I am thinking about adding a Albino Corydoras Catfish for my molly tank, to keep it tidy. Would it be happy in this condition with about 3 balloon mollies?

Also, what's the life span of these fish? And what food do they need?

Thanks!


----------



## FishMatt (May 12, 2010)

They should be fine, but what size tank is it? I didn't see a tank in your signature with Molly in it... But Corydoras can live for several years. As for food they will pick thru the gravel eating all the little pieces of food, and Shrimp pellets. And stir the gravel to make sure it is soft enough for them to pick thru, with out hurting their barbels.


----------



## fishloverzj (May 3, 2010)

It'll be a ten gallon. It currently has 2 serpaes, I'm waiting for them to die off before I get the mollies.


----------



## emc7 (Jul 23, 2005)

IMO 10s a bit small for a good sized shoal and they are happier in groups. Instead, i'd get a single apple snail as a bottom feeder.


----------



## fishloverzj (May 3, 2010)

Would a pleco work?


----------



## snyderguy (Feb 9, 2010)

Plecos don't really pick through gravel and get missed food.
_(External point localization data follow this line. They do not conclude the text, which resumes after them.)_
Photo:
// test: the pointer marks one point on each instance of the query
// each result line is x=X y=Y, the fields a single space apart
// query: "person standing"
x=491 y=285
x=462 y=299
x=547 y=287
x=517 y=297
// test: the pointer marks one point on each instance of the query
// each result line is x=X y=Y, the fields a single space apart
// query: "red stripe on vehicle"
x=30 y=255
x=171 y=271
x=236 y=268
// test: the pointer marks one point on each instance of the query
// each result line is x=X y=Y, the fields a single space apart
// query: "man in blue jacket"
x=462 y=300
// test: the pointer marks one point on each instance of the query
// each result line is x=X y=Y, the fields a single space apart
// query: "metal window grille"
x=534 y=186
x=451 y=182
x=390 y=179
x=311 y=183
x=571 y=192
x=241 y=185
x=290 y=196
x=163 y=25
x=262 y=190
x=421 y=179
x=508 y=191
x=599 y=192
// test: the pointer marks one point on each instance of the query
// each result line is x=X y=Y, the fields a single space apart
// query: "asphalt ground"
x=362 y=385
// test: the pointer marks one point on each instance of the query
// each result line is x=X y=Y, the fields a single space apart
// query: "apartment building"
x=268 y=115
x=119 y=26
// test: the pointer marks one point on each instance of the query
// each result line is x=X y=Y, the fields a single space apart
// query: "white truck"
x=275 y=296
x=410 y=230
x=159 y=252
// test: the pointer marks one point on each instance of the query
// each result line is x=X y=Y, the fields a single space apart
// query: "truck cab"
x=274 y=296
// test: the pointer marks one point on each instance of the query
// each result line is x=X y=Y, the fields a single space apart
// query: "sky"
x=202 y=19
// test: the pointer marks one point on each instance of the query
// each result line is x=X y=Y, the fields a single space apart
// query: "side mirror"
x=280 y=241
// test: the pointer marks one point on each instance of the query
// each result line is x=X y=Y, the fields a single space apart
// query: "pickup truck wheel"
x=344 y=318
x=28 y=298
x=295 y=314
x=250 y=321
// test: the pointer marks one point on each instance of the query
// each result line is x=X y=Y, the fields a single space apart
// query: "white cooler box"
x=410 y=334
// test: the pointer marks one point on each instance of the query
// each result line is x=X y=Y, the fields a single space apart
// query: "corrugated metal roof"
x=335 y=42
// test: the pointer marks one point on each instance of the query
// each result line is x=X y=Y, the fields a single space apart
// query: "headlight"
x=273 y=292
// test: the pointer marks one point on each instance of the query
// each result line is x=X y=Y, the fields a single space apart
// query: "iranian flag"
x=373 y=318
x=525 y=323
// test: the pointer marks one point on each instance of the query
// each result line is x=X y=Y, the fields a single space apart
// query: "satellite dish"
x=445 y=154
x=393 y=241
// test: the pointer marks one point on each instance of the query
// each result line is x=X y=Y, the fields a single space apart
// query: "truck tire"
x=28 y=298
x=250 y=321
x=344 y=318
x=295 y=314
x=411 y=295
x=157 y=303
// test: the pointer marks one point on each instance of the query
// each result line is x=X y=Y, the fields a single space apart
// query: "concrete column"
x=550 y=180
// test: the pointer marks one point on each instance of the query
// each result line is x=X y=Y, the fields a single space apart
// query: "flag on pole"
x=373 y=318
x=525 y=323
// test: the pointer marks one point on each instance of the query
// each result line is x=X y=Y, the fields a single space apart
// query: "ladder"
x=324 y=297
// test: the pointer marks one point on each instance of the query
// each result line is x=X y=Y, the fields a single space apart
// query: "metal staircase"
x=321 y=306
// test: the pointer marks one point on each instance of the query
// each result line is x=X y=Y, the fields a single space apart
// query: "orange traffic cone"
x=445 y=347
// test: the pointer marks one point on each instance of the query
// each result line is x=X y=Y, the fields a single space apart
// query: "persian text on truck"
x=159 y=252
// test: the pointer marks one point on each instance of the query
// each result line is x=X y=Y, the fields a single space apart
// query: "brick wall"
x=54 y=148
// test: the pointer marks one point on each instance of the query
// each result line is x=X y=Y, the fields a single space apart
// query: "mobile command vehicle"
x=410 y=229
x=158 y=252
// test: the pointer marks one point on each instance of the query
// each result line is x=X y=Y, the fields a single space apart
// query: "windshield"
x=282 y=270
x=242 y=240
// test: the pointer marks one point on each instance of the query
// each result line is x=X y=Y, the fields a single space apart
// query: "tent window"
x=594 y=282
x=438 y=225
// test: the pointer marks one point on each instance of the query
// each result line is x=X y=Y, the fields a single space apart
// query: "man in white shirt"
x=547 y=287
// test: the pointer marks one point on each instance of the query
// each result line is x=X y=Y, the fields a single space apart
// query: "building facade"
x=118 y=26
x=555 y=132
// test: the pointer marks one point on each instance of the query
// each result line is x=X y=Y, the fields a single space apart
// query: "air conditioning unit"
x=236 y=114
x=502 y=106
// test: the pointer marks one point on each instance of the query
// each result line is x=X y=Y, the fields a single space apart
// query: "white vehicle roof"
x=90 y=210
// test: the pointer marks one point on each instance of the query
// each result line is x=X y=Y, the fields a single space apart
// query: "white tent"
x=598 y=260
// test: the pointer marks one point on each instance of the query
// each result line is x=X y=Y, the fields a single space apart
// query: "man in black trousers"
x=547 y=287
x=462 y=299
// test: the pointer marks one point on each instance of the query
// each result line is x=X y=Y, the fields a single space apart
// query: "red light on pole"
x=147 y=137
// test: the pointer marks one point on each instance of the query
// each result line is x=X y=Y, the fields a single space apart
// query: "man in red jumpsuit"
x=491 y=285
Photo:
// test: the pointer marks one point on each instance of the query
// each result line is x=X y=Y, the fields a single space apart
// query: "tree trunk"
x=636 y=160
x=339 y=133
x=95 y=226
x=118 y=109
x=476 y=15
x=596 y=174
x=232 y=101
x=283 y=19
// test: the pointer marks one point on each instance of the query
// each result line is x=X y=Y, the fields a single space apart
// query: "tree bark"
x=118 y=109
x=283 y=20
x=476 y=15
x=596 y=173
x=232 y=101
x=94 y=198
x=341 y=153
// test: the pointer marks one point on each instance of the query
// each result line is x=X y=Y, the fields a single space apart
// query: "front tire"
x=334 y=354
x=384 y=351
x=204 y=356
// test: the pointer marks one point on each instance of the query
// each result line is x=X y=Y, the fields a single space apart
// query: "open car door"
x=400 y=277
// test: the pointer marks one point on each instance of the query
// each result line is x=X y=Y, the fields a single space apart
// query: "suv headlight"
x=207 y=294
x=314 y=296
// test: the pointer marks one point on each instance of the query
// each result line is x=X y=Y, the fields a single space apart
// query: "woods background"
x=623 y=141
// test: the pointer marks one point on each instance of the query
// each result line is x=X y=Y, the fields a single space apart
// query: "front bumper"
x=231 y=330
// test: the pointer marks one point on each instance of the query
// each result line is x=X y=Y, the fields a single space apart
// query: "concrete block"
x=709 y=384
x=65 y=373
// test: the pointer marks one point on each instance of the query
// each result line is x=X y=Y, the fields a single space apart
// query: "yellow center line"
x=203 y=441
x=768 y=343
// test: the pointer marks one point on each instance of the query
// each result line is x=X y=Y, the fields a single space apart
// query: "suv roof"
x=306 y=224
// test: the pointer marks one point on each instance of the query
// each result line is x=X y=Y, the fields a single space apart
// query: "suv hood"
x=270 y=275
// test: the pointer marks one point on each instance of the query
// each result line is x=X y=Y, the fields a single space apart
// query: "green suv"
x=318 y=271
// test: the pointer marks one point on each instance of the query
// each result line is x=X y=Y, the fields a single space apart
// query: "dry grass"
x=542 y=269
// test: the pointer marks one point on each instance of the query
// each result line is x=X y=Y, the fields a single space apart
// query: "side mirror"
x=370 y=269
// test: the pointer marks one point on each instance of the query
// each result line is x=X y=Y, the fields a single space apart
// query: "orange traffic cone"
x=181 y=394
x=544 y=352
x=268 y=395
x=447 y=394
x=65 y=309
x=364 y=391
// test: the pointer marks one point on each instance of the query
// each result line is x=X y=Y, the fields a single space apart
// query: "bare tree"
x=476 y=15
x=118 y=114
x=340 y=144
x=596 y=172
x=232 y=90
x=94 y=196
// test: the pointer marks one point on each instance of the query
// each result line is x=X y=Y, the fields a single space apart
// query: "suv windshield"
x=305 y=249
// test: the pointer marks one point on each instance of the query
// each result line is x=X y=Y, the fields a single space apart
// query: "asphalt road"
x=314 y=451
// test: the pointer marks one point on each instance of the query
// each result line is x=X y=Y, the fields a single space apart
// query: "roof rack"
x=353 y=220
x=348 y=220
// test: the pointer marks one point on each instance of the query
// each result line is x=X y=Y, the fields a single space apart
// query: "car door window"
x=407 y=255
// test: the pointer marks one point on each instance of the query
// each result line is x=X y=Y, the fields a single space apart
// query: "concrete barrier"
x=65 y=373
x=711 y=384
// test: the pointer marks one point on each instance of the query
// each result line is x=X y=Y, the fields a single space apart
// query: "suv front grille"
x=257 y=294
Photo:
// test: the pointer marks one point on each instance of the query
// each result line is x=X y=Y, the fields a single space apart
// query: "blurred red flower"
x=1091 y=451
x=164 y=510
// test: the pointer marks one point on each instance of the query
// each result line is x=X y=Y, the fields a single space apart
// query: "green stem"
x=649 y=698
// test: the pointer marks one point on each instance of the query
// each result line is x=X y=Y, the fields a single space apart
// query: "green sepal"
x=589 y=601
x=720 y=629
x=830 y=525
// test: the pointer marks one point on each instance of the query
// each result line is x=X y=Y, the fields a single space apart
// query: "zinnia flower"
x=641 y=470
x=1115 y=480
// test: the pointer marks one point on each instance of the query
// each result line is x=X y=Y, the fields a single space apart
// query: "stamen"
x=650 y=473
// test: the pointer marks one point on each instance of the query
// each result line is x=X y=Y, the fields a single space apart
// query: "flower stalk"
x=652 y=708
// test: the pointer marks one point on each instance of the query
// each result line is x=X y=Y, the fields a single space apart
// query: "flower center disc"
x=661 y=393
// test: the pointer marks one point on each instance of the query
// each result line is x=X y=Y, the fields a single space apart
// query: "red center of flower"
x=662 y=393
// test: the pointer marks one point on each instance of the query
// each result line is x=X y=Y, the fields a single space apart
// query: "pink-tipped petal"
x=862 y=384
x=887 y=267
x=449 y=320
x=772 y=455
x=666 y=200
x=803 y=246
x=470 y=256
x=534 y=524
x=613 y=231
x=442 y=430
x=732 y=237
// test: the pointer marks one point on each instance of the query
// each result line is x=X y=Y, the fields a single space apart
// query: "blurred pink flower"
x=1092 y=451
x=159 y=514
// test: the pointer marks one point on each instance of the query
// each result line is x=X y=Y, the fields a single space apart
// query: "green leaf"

A yoyo loach or some kind of corydoras would definitely be best.


----------



## PROSTOCK442 (Nov 5, 2010)

I have 4 Albino's with my mollies, flag tetra, zebra danio's, cory cats & more. No problem at all...... The little guys are rather cute buzzing all about the tank, they like to play. Good luck.


----------



## beamer-crawdad (Mar 21, 2011)

if your gonna get a cory make sure you get 3 or more they love to be in groups gonna get some of my own pretty soon.


----------